Le texte de cette page a été corrigé et est conforme au fac-similé.
— 384 —


SPIRITUALISATION UNIVERSELLE.


Et voilà que, plongée dans la plus effroyable des matérialités, quand même la spiritualité s’avère et s’impose. La matérialité de notre milieu, de nos activités, de nos besoins, de nos jouissances, avec par dessus tout le matérialisme de nos conceptions, de nos systèmes, de notre philosophie, de notre économie, de notre sociologie, de notre art et de notre morale. Mais la spiritualité s’avère.

La technique et le machinisme, les serviteurs de cette matérialité et les créateurs irresponsables de ce matérialisme, les voilà eux-mêmes les tributaires, les fils directs des sciences, et de la plus pure, la plus abstraite, la plus spirituelle d’entre elles, la mathématique.

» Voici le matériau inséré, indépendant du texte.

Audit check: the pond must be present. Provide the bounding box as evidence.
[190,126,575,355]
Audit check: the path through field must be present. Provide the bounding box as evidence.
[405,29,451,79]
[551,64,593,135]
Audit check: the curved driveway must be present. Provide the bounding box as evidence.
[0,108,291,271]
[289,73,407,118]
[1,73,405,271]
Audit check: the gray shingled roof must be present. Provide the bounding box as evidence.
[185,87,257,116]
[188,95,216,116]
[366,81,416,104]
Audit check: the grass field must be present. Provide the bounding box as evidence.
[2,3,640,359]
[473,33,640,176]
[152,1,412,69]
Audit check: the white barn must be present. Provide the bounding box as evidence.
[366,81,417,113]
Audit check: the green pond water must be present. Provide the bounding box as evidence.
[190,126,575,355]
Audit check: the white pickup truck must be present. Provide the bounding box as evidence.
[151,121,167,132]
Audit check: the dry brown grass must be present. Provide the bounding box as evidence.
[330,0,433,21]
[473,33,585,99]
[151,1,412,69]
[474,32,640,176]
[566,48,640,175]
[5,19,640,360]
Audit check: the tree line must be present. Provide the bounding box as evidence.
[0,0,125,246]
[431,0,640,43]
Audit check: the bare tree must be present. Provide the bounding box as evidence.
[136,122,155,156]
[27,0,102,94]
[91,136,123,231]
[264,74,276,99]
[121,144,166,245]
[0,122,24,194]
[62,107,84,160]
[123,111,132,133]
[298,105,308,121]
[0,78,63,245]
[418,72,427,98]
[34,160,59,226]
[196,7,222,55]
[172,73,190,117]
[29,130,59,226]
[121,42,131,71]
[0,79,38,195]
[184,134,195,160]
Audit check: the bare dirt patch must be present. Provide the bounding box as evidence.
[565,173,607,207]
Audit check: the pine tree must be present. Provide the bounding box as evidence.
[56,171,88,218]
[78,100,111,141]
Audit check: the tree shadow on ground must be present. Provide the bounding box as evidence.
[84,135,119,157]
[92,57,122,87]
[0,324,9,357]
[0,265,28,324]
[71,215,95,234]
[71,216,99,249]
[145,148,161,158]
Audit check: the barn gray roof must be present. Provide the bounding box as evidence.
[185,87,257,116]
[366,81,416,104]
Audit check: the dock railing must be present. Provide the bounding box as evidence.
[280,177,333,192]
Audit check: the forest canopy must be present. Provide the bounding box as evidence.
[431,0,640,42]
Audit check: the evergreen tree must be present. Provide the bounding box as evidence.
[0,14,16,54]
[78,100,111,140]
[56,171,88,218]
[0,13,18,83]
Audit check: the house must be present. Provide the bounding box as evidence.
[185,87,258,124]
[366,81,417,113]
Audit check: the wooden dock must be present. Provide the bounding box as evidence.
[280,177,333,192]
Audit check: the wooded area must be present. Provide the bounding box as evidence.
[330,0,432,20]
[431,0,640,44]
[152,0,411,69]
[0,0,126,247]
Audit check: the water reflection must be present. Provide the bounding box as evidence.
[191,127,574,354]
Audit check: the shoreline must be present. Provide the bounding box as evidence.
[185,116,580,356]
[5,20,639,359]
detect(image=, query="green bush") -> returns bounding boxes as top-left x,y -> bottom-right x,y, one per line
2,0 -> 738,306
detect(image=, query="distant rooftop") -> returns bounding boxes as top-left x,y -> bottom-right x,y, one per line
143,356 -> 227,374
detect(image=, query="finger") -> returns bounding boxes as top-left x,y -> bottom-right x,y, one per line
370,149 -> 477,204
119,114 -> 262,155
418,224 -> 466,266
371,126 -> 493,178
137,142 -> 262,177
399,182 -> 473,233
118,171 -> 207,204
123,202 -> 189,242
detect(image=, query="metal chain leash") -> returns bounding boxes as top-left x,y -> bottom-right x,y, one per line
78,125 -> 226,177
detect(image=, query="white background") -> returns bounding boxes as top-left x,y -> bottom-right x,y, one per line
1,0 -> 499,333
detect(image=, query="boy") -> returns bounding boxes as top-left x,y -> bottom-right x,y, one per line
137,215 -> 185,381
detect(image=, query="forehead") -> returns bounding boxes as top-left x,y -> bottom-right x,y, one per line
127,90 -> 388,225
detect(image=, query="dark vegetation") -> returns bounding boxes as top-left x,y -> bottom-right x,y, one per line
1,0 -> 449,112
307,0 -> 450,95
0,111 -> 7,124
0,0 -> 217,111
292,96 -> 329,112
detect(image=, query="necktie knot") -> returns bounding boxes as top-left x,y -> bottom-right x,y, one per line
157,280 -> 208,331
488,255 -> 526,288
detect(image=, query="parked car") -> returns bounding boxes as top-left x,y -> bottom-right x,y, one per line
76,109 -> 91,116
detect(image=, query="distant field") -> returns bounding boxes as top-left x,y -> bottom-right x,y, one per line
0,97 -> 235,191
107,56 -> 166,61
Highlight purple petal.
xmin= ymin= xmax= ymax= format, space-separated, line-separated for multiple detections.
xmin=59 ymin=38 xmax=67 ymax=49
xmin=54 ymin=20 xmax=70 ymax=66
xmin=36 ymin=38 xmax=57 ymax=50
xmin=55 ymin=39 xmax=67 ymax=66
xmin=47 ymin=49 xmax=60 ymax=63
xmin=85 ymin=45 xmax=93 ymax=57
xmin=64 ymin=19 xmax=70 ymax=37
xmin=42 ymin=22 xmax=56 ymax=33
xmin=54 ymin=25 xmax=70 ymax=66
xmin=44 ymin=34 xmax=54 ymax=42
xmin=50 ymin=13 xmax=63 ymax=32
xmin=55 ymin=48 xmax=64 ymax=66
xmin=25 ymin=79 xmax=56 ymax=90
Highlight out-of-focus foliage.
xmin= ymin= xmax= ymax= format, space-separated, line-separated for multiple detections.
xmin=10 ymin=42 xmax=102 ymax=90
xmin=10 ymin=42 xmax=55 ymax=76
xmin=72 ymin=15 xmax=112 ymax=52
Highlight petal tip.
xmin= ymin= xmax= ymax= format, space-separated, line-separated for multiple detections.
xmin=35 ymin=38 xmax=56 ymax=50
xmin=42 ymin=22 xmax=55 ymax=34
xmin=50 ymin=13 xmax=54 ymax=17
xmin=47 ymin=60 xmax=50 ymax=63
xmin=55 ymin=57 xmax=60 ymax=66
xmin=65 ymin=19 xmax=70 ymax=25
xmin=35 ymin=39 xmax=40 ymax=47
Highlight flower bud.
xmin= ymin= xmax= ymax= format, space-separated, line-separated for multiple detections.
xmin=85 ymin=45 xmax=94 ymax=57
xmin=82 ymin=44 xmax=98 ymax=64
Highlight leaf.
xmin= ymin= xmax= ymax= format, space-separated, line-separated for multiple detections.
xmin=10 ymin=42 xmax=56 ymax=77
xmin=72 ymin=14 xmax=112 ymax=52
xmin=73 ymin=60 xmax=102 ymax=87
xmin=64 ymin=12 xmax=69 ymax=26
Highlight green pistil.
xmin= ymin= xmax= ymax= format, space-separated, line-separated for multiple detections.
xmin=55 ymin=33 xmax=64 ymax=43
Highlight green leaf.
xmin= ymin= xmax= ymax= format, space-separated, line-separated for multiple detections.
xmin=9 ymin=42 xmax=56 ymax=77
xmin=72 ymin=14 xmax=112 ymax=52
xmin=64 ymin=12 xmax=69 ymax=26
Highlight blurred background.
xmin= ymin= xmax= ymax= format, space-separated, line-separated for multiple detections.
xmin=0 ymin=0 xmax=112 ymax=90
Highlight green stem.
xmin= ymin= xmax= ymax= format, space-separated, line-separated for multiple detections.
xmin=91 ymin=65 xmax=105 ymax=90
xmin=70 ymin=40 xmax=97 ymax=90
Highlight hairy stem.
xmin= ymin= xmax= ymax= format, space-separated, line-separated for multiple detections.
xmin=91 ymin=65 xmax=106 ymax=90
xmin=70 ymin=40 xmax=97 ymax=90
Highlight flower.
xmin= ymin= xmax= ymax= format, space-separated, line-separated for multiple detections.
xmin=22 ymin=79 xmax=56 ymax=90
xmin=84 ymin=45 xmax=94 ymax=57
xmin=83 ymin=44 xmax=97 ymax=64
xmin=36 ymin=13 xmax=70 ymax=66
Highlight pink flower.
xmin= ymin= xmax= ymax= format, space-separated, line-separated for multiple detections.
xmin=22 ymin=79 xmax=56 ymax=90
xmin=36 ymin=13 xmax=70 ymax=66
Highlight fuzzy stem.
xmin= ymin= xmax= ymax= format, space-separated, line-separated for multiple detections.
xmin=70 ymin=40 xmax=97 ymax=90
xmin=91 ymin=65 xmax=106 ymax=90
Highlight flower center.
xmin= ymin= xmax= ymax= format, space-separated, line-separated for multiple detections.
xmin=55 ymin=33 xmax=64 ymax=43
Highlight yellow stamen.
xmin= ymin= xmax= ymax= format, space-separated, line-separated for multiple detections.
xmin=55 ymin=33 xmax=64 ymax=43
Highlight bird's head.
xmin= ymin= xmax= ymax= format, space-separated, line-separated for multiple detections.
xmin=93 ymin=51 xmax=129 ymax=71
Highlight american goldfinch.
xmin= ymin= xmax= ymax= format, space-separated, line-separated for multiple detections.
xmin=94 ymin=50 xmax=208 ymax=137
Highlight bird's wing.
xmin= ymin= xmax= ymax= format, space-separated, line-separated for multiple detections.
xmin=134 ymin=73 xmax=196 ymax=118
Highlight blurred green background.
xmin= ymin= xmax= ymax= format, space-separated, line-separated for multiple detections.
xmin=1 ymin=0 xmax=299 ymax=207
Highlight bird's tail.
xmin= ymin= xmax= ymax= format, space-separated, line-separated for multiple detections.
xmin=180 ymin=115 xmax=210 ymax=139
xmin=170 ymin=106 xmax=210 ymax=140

L’art d’entre-tuer et d’entre-détruire devient science à son tour ou application de la science générale étrangère par définition à l’usage qui est fait des vérités qu’elle a conquises. À l’art primitif et brutal de l’assaillant se substitue un art subtil, un calcul d’espace et de trajectoires et de tangentes qui s’inscrit dans le sol par des tranchées profondes, des glacis inaccessibles et des forteresses, qui s’uniront dans les airs par tous les théorèmes de la balistique.

On se battait sur un point, sur une ligne, sur une surface et maintenant la guerre est à trois dimensions, méditant peut être en secret l’utilisation d’une quatrième ou nouvelle dimension, une diabolique application de la géométrie de Rieman et de la relativité d’Einstein.

Elle s’en prenait à des coups, à la projection de lourdes matières, et maintenant c’est par le plus subtil et le plus invisible des gaz qu’elle progresse à travers la mort.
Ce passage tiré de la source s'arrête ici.